DALLAS -- When you devote your career to winning the final game, what do you do after it's been won? At long last Dirk Nowitzki didn't know what he was in for.
"I didn't know what to expect," he said Monday night, eight months after he won the NBA championship. The Mavericks' locker room was almost empty following their routine 89-73 beating of the overmatched Celtics.
"I know one thing changed, and that was my motivation was gone for a little bit," Nowitzki went on. "And I really had to fight to get it back and get the fun back."
His contributions of 24 points, 16 rebounds and two blocks had seemed almost routine. That he was able to acquire such numbers without strain was a victory in itself. He could not have made it look so easy one month ago. The problems he was having earlier this season could be traced back to the success of last June, when he and the Mavs finished off the Heat in Game 6 of the Finals. Nowitzki's two big goals had been to win the NBA championship that for so long had remained out of reach, and to lead his country to an Olympics, which he accomplished while bearing the German flag during the 2008 Opening Ceremony in Beijing.
Within weeks of winning the NBA title, he was back in the gym, training for the European Championship in hopes of qualifying for another Olympics. It was too much. He was overwhelmed.
"Now I reached both goals, and it was just hard in the beginning," he said. "The Euros came too quick, right after the [NBA] championship. I only had, like, a month off. I needed more time to get away and enjoy the championship. If I would have had a couple months off to enjoy it, party, get everything out of the way, then start slowly back up -- that would have been the way to go. But I decided to play, to try my best, and we didn't qualify, unfortunately."
They finished ninth, and part of him felt finished as well. He had always counted on playing out his current contract through 2013-14, when he will be 36. "For the first time really this year, I had a little doubt -- how long is this going to be going on?" he said. Like so many other older players, he wasn't in condition when the season opened following a brief training camp. His knee was bothering him, and he was given time off by the team to recuperate and recover.
In the meantime, the Western Conference coaches were voting Nowitzki to the All-Star Game for an 11th straight year. It was a vote of respect for what he accomplished, and it also put his momentary issues into perspective: Nowitzki's rivals coaches were expressing certainty that he would recover both his drive and his health.
"To me the All-Star Game shouldn't be [based on] a body of work," he said. "I don't want to be given anything that I don't deserve. I've never been given anything in my career. You really just want to judge the All-Star Game on this year's performance, and I think some of the other guys probably deserved it more."
At that point, Jason Terry, who was dressing in the neighboring stall, couldn't listen to it anymore. "But when you're a champion," he interrupted firmly, "you get to go wherever the hell you want to go."
"All right, that sounds good," said Nowitzki dismissively, and then he went on all the same. "It's great that the coaches showed me they still have a lot of respect.
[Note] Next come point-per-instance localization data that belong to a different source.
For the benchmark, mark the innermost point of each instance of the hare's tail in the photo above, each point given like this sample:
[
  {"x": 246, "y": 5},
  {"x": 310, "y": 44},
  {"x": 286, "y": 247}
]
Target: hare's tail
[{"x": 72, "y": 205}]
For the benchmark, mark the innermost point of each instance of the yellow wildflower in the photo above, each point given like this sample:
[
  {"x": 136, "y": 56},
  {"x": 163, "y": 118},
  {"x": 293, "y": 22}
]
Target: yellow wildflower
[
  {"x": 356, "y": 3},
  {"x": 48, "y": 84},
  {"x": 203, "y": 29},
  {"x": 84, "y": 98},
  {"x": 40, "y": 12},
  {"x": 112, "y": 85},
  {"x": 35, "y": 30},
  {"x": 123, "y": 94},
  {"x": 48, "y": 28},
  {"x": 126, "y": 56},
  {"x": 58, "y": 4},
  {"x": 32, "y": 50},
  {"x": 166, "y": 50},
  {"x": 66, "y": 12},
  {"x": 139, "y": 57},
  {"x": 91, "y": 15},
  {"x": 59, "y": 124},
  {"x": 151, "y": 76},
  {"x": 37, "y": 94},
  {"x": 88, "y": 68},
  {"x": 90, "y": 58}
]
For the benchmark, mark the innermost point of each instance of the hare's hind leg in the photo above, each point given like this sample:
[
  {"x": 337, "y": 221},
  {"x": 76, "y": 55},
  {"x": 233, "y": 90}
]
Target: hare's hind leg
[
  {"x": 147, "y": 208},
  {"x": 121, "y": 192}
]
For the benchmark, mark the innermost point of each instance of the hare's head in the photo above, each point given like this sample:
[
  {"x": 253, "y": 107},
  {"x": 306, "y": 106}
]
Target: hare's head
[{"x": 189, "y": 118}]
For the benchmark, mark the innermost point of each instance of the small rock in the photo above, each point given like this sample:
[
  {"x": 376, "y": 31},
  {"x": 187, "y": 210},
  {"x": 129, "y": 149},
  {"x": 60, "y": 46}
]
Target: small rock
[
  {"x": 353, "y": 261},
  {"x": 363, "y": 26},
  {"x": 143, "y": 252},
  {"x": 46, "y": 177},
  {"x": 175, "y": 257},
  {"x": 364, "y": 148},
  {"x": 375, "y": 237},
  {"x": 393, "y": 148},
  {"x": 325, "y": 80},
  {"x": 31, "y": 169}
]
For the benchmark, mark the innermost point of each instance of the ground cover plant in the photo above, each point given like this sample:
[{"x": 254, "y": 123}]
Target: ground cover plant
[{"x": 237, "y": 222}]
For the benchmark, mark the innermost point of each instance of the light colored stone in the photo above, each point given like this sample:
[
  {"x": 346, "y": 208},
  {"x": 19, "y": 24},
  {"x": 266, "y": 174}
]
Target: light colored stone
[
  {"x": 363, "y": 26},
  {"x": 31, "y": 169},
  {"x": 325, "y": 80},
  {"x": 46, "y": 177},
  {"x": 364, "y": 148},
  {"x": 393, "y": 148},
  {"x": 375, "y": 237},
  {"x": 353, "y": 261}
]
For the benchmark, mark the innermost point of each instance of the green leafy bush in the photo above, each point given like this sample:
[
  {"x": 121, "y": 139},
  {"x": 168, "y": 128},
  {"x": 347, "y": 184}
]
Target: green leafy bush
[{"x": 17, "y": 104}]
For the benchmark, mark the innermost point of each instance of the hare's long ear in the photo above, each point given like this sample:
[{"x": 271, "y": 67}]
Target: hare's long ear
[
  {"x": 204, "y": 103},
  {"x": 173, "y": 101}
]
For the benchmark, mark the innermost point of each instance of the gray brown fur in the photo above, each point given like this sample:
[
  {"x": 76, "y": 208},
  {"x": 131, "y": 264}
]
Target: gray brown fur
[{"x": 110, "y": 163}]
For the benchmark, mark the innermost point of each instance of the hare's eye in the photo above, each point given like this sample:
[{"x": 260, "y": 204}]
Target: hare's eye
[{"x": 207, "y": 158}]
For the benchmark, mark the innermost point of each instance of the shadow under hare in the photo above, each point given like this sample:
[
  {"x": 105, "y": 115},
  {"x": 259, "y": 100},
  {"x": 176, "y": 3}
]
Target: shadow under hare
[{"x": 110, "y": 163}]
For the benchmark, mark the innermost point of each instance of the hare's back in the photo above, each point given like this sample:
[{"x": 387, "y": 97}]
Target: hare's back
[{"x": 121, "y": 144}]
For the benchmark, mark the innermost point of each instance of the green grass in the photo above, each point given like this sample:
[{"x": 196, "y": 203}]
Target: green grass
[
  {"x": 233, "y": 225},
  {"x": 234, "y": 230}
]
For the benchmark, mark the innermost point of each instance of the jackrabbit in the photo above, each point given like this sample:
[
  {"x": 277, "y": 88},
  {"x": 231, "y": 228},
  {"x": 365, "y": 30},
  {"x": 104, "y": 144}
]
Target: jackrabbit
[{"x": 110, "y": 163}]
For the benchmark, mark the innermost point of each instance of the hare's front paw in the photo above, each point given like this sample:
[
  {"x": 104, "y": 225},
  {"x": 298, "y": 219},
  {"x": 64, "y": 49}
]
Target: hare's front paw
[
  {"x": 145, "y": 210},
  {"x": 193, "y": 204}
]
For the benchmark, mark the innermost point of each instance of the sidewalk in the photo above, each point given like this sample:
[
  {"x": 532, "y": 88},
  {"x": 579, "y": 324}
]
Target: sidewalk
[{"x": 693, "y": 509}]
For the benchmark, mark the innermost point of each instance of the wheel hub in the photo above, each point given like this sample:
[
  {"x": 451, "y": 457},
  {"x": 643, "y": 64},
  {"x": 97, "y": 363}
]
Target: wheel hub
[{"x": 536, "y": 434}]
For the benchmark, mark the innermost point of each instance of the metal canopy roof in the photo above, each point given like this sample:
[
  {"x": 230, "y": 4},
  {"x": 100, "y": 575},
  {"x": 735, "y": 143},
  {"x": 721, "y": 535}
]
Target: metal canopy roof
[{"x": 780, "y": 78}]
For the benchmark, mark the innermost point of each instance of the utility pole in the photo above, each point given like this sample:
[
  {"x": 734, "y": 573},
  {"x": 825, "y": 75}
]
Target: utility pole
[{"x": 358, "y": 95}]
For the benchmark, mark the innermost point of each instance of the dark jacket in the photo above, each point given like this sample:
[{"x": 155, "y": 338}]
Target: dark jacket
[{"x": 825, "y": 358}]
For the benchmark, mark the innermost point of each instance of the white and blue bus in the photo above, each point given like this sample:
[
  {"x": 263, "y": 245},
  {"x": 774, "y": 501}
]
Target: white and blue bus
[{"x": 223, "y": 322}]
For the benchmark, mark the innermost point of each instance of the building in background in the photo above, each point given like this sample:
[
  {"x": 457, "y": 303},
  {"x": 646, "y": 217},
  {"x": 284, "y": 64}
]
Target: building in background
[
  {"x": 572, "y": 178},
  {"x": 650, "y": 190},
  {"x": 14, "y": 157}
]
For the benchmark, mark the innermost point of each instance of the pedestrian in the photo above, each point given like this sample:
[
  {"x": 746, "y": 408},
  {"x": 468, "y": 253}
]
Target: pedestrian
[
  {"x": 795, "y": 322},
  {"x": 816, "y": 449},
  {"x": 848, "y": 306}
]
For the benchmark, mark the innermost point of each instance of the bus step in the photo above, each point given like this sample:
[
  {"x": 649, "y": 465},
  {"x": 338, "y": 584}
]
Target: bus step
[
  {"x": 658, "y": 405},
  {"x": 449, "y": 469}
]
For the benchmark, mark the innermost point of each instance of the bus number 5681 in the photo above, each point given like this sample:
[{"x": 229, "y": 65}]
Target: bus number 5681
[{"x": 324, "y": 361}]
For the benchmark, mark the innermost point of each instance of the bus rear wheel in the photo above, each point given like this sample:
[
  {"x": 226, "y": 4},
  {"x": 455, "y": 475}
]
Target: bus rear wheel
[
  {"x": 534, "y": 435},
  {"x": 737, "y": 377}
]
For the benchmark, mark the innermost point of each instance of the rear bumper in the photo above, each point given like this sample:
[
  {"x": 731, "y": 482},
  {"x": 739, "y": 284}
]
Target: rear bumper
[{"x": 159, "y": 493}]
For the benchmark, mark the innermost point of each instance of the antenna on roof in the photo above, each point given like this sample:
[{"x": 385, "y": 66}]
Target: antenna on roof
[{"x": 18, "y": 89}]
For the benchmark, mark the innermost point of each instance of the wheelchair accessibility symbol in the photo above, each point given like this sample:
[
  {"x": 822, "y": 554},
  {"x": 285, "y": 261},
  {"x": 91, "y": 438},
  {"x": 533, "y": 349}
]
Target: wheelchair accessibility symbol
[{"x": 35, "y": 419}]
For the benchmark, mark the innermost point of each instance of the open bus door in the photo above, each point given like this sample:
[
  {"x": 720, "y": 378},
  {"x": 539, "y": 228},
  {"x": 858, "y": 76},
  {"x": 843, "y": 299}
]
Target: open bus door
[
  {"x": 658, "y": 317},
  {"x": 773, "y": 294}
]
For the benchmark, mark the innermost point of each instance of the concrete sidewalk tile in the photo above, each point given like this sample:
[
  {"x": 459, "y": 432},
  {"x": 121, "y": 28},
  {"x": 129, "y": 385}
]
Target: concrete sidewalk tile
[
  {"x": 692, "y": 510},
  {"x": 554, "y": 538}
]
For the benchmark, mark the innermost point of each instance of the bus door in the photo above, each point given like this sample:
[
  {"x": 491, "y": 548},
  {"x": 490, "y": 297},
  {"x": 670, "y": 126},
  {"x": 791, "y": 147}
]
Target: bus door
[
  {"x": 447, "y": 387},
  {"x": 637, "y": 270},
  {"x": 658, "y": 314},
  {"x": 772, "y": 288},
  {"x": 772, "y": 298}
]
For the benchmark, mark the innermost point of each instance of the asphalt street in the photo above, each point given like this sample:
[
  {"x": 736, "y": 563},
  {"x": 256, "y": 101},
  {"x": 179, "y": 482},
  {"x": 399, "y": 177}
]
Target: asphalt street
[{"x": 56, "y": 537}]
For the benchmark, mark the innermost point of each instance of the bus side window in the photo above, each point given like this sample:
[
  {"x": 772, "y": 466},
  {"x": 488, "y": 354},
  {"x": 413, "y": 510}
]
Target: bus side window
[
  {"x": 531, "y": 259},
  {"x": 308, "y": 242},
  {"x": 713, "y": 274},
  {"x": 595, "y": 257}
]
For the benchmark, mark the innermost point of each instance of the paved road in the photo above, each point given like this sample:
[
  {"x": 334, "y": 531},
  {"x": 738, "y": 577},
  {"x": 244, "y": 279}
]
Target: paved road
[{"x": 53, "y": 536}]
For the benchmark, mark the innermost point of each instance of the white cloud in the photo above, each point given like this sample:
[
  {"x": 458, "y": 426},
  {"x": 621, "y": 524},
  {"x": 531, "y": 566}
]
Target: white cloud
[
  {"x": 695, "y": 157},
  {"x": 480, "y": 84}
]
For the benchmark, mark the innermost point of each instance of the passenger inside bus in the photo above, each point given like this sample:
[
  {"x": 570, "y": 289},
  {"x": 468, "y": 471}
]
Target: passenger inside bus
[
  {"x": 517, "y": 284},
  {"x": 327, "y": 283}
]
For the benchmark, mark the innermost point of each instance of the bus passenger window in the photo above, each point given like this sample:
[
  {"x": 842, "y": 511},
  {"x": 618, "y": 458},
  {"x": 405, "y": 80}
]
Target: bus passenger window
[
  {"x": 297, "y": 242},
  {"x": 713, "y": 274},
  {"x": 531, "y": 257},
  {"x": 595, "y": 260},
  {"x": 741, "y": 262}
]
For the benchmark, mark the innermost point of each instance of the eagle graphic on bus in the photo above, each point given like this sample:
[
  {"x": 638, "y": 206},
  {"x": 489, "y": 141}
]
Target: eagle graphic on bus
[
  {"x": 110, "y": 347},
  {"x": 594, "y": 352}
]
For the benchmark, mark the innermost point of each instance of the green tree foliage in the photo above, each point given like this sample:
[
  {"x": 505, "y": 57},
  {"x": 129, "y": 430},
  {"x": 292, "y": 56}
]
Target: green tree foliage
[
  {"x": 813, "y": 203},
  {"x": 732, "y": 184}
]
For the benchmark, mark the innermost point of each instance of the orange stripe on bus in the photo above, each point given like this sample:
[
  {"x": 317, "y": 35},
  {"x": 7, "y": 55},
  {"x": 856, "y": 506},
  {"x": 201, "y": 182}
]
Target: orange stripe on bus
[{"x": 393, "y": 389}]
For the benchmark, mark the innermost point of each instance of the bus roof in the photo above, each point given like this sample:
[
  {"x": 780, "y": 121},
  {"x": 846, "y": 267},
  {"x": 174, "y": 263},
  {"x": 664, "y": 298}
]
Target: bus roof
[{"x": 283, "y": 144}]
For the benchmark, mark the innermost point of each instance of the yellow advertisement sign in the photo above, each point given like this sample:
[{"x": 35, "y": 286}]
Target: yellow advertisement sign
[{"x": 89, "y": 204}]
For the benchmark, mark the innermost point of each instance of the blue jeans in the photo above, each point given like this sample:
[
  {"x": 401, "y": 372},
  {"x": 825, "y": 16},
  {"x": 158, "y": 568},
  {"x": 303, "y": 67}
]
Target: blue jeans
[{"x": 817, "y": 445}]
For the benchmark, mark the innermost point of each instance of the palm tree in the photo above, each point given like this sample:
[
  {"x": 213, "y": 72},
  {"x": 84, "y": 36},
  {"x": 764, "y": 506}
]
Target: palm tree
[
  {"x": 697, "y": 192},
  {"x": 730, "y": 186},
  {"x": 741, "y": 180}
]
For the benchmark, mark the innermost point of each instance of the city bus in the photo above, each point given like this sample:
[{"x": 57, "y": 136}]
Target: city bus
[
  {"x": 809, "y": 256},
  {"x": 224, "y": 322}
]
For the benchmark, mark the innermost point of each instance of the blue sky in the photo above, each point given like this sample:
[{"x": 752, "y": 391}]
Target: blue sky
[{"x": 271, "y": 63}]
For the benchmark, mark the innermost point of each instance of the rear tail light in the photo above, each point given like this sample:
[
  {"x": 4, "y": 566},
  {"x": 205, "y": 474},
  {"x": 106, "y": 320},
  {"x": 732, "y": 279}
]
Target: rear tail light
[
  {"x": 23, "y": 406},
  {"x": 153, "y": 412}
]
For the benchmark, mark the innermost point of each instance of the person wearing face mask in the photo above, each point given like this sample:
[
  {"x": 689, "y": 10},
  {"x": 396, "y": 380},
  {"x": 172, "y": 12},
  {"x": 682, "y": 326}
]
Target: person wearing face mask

That's great, but I just think there were some younger guys that probably deserved it."
He wasn't going to dwell on it either way. After his first couple of All-Star appearances, he quickly learned to consider the honor as a perk rather than as a goal. That view fit in with his larger sense of perspective, which in turn has earned the respect of so many i the NBA. After all of these years that led like a staircase toward the ultimate reward, the champion still wants to earn everything.
His knee is stronger. His game is improving. His deep team ranks first in field-goal defense and may yet emerge as main a challenger to the top-seeded Thunder. Most important is Nowitzki's renewed sense of ambition, because the entire mission would seem hopeless without it. "Now I'm as fiery as I ever was," he said. "I'm out there moving well again and feel good."
Eight months later, he understands that the championship had one major impact.
"The only thing that changed is when I go home I see that massive ring that will be there for the rest of my life," he said. "And that's always sweet, every time I walk by in the house with a smile on my face."
Where does he keep his championship ring?
"I want to find a good spot," he said. "But for now it's still sitting in the box right there that we got it in. I haven't hung it up anywhere. I haven't really found a good place. I don't want to hang it upstairs where I never go. I want to find a place where I make sure I walk by every day. So for now it's just sitting in the kitchen.''
In the kitchen.
"Where every day I go to eat, to hang out,'' he said. "And it's still right there and I see it every day."
Doesn't that say everything about him? It isn't at the center of a shrine, and it isn't some kind of holier-than-thou artifact. No, the goal of his life's work, the possession that all stars crave is sitting on the counter of Dirk Nowitzki's kitchen like a calendar or a clock. What is he supposed to do next? He looks at the ring and remembers, yes, of course, I'm supposed to win another one of those.
"Just do it again," he said. "I would love to do it again, but it's going to be hard."
But that's the whole point. If it were easy, he might not have been inspired to come back after all.